There’s little if any compassion for people who come illegally to our country to find a better way of life for their families. There’s often little to no compassion for the drug addict who wastes all of his/her money to support a bad habit. Or the prisoner who is serving time because they committed a crime. When it comes to issues like these our fallback position is that we are a country of laws. But do laws preempt compassion? Yes, they might have broken our laws but that doesn’t mean we can throw compassion out the window.

We often read in the New Testament that Jesus had compassion on people. He was moved by their sickness, hunger, and poverty – things over which they had little control. And we understand that kind of compassion and even agree with it. But there’s one story in the New Testament that puts an entirely different slant on the issue. It’s the parable of the Lost Son, or more commonly called the parable of Prodigal Son.

We don’t need to retell the entire story because you’re probably familiar with it. It might be a good idea, however, for you to read it again. You’ll find it in Luke chapter 15. Here’s where the story intersects with compassion. The prodigal son made all of the wrong choices. He rebelled against his father; rejected his father’s home, standards and love; and lived a wanton and wasteful life. Not unlike many people today.

But when he returned to his father, the Bible says that his father saw him and had compassion, and ran and fell on his neck and kissed him (Luke 15:20). He didn’t lecture the son on his violation of the law. He didn’t make him serve a probationary period before he could return to the family. He didn’t make him grovel. The father related to his son, not on the basis of the law, but on the basis of compassion.

Isn’t that how God relates to us?

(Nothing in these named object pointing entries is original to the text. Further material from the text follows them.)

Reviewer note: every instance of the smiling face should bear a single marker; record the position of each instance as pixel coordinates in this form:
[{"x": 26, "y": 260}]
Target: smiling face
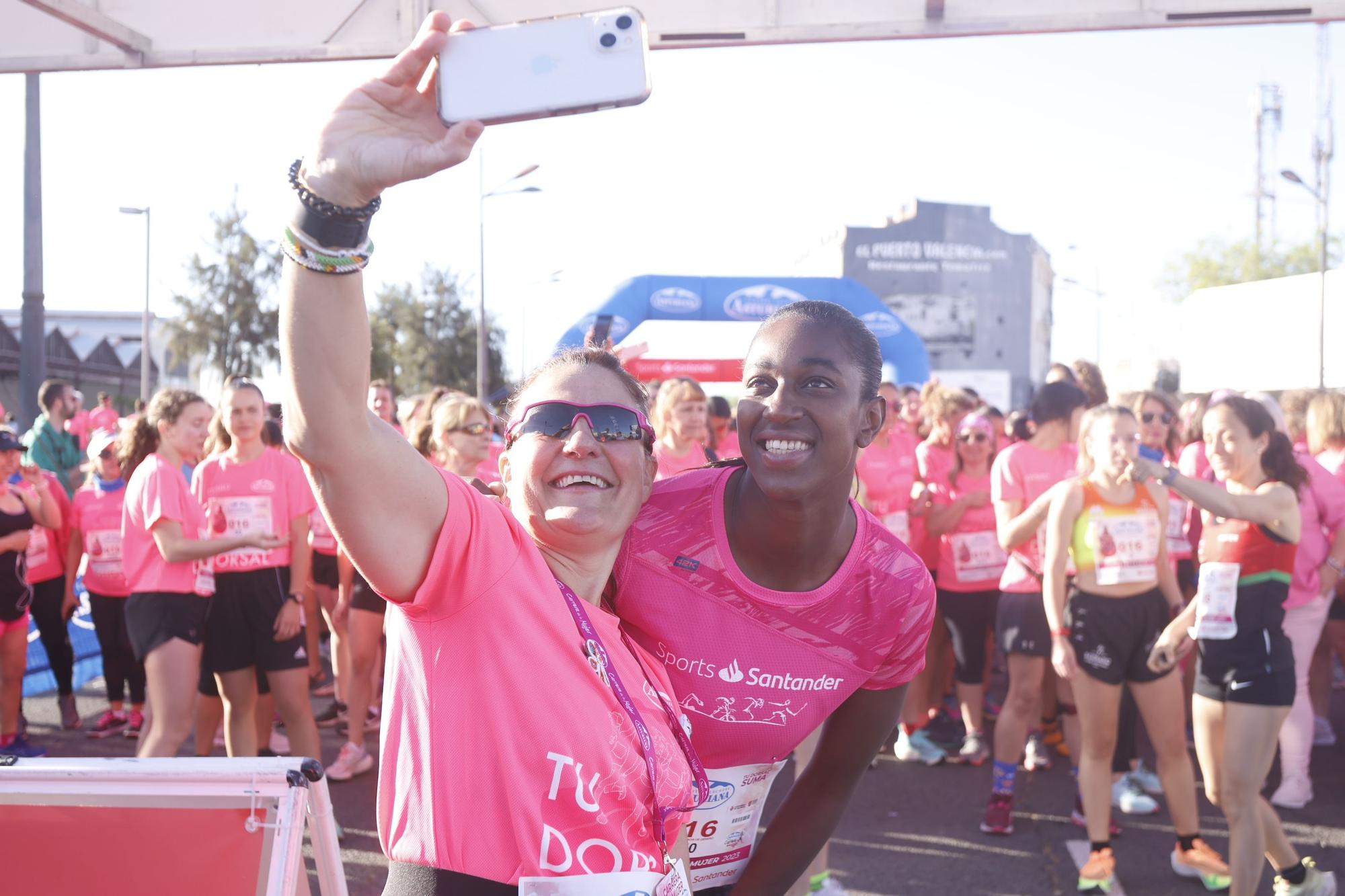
[
  {"x": 802, "y": 419},
  {"x": 575, "y": 493},
  {"x": 188, "y": 435},
  {"x": 244, "y": 415},
  {"x": 1234, "y": 454}
]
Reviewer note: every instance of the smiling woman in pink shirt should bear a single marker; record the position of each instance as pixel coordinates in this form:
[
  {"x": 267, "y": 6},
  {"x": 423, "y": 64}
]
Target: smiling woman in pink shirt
[{"x": 523, "y": 735}]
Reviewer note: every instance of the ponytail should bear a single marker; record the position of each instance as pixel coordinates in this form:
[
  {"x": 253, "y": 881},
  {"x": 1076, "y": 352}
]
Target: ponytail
[{"x": 1280, "y": 462}]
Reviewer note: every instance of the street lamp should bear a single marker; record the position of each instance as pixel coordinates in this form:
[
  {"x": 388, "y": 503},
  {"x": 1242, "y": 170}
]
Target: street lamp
[
  {"x": 1320, "y": 196},
  {"x": 484, "y": 365},
  {"x": 145, "y": 319}
]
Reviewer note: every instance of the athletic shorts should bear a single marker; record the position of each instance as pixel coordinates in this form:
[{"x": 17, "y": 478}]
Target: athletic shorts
[
  {"x": 1022, "y": 624},
  {"x": 365, "y": 598},
  {"x": 155, "y": 618},
  {"x": 325, "y": 569},
  {"x": 243, "y": 619},
  {"x": 970, "y": 616},
  {"x": 1113, "y": 635},
  {"x": 209, "y": 688},
  {"x": 1187, "y": 576},
  {"x": 1254, "y": 666}
]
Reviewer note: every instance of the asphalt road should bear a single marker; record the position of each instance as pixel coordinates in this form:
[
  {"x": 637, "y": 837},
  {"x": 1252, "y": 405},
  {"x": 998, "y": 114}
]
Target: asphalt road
[{"x": 910, "y": 830}]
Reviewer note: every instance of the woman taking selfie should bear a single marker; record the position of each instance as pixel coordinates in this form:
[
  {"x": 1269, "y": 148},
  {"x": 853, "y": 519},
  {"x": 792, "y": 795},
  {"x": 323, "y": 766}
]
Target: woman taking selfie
[
  {"x": 1125, "y": 594},
  {"x": 1245, "y": 677},
  {"x": 166, "y": 551},
  {"x": 580, "y": 763}
]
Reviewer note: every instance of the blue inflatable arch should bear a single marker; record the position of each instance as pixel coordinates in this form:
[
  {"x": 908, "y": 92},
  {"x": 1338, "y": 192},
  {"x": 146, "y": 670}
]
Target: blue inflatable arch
[{"x": 712, "y": 299}]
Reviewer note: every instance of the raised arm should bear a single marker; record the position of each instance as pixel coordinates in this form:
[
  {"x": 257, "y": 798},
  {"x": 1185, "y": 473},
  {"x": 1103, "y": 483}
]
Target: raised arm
[{"x": 384, "y": 501}]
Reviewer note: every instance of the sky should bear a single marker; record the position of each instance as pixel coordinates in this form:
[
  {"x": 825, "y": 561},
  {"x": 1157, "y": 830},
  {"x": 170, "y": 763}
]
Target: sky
[{"x": 1130, "y": 147}]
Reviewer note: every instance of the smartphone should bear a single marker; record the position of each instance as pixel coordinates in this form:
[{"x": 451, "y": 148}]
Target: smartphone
[
  {"x": 602, "y": 330},
  {"x": 545, "y": 68}
]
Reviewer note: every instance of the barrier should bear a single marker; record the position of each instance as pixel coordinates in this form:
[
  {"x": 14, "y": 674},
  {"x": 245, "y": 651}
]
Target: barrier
[{"x": 145, "y": 826}]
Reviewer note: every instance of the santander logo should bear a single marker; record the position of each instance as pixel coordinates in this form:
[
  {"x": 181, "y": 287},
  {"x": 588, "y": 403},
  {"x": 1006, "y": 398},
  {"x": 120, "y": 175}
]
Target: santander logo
[{"x": 732, "y": 673}]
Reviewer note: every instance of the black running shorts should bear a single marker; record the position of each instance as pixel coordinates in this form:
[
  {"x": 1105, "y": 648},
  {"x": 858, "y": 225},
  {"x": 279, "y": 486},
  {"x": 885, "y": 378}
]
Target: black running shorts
[{"x": 1113, "y": 635}]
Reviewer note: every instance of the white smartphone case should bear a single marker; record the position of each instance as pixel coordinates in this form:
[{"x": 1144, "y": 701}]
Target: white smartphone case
[{"x": 545, "y": 68}]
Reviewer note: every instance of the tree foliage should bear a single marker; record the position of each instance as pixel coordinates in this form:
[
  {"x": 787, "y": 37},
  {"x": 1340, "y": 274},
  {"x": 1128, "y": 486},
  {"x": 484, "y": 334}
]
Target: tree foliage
[
  {"x": 1215, "y": 263},
  {"x": 229, "y": 319},
  {"x": 424, "y": 335}
]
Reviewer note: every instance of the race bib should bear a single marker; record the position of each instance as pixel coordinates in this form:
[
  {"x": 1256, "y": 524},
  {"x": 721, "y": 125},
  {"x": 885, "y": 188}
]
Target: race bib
[
  {"x": 104, "y": 549},
  {"x": 977, "y": 556},
  {"x": 899, "y": 525},
  {"x": 722, "y": 831},
  {"x": 1178, "y": 541},
  {"x": 1125, "y": 548},
  {"x": 38, "y": 549},
  {"x": 1217, "y": 602},
  {"x": 613, "y": 884}
]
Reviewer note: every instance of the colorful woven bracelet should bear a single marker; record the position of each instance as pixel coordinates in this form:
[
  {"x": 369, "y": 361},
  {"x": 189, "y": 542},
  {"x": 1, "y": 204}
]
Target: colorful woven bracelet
[{"x": 303, "y": 253}]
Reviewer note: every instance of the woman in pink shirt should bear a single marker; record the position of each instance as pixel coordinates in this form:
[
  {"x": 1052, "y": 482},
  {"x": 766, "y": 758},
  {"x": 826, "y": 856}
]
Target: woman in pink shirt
[
  {"x": 96, "y": 532},
  {"x": 681, "y": 420},
  {"x": 523, "y": 735},
  {"x": 256, "y": 618},
  {"x": 970, "y": 563},
  {"x": 166, "y": 551}
]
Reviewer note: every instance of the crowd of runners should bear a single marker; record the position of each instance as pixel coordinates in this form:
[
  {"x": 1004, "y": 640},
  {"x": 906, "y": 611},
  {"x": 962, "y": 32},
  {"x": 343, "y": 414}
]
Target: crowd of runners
[{"x": 615, "y": 602}]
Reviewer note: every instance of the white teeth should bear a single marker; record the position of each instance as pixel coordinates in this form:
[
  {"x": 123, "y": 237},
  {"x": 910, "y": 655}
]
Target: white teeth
[
  {"x": 785, "y": 446},
  {"x": 574, "y": 479}
]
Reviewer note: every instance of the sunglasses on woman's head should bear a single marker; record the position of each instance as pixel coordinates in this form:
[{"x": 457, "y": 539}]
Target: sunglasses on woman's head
[{"x": 556, "y": 420}]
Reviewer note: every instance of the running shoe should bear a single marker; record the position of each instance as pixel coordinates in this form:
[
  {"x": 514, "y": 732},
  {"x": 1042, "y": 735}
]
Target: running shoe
[
  {"x": 918, "y": 748},
  {"x": 1077, "y": 815},
  {"x": 108, "y": 724},
  {"x": 974, "y": 751},
  {"x": 333, "y": 715},
  {"x": 1036, "y": 755},
  {"x": 69, "y": 713},
  {"x": 24, "y": 749},
  {"x": 1293, "y": 792},
  {"x": 999, "y": 814},
  {"x": 1323, "y": 732},
  {"x": 352, "y": 760},
  {"x": 1148, "y": 779},
  {"x": 1100, "y": 872},
  {"x": 1130, "y": 798},
  {"x": 1317, "y": 883},
  {"x": 1204, "y": 862}
]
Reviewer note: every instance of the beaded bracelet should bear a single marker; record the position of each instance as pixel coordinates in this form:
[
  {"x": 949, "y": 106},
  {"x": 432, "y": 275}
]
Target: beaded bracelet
[{"x": 340, "y": 261}]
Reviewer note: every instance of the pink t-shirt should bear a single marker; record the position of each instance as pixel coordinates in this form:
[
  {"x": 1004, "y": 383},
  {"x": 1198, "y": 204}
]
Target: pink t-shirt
[
  {"x": 1321, "y": 503},
  {"x": 98, "y": 516},
  {"x": 504, "y": 755},
  {"x": 1024, "y": 473},
  {"x": 104, "y": 419},
  {"x": 670, "y": 464},
  {"x": 259, "y": 495},
  {"x": 46, "y": 552},
  {"x": 970, "y": 557},
  {"x": 157, "y": 491},
  {"x": 759, "y": 669}
]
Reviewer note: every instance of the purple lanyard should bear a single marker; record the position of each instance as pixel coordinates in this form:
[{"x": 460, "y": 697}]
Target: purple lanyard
[{"x": 607, "y": 671}]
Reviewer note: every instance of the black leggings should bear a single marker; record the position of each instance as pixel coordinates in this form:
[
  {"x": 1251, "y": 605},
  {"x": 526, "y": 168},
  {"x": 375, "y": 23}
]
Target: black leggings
[
  {"x": 119, "y": 661},
  {"x": 56, "y": 638}
]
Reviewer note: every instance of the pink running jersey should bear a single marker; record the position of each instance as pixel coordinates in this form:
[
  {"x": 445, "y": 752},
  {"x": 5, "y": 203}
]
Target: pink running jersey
[
  {"x": 1023, "y": 473},
  {"x": 504, "y": 754},
  {"x": 263, "y": 494},
  {"x": 759, "y": 669},
  {"x": 98, "y": 516}
]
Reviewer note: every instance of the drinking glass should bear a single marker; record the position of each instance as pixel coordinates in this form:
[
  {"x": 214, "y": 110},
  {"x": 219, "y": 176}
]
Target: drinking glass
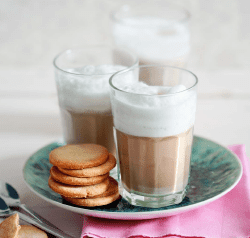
[
  {"x": 157, "y": 31},
  {"x": 82, "y": 76}
]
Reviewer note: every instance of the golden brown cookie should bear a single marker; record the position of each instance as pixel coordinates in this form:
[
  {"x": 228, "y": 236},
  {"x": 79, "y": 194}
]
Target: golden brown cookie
[
  {"x": 28, "y": 231},
  {"x": 94, "y": 171},
  {"x": 75, "y": 191},
  {"x": 94, "y": 202},
  {"x": 9, "y": 228},
  {"x": 78, "y": 156},
  {"x": 66, "y": 179},
  {"x": 112, "y": 188}
]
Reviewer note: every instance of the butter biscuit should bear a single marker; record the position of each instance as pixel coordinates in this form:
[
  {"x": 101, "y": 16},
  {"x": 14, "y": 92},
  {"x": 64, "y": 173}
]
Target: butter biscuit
[
  {"x": 79, "y": 156},
  {"x": 105, "y": 198},
  {"x": 75, "y": 191},
  {"x": 94, "y": 171},
  {"x": 66, "y": 179}
]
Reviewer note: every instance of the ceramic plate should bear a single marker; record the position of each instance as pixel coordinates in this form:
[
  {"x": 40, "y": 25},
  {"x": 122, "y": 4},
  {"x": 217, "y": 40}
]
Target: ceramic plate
[{"x": 214, "y": 172}]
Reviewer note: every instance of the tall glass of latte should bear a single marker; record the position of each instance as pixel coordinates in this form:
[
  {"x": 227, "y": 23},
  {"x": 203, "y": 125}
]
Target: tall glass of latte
[
  {"x": 82, "y": 76},
  {"x": 153, "y": 128},
  {"x": 157, "y": 31}
]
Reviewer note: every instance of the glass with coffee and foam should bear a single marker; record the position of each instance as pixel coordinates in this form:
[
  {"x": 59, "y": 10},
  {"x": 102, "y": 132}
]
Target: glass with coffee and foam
[
  {"x": 157, "y": 31},
  {"x": 82, "y": 76},
  {"x": 153, "y": 127}
]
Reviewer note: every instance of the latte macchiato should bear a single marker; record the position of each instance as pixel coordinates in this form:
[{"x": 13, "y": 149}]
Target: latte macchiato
[
  {"x": 82, "y": 80},
  {"x": 86, "y": 127},
  {"x": 153, "y": 133},
  {"x": 154, "y": 165}
]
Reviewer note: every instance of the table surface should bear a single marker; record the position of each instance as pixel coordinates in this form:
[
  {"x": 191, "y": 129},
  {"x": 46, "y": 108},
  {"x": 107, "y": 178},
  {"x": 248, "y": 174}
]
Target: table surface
[{"x": 29, "y": 120}]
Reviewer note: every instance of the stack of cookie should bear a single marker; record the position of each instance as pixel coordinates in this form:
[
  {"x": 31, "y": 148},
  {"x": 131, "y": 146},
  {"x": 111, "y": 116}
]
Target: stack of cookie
[{"x": 80, "y": 174}]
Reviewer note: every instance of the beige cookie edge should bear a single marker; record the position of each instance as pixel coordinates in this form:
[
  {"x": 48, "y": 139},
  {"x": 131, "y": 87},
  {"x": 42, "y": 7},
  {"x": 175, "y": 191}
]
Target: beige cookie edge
[
  {"x": 91, "y": 172},
  {"x": 78, "y": 191},
  {"x": 55, "y": 160},
  {"x": 70, "y": 180},
  {"x": 94, "y": 202}
]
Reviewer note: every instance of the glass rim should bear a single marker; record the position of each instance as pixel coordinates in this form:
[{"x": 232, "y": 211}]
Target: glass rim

Before Christ we were worse than illegal immigrants, drug addicts or criminals. In fact in God’s eyes we lived in the lusts of our flesh, fulfilling the desires of the flesh and of the mind (Ephesians 2:3). In other words we did what we wanted to do. It was all about us. And God, just like the father in the story, had compassion on us.

I’m not advocating that we ignore our laws. They are important. Without them we would live in anarchy. But for the Christian laws never preempt compassion. In fact for the Christian you could make the argument that compassion always trumps law.

Somehow we need to figure out how to implement compassion even in the most difficult situations because What the World Needs Now is Compassion. And if they don’t see it in Christians they won’t see it anywhere.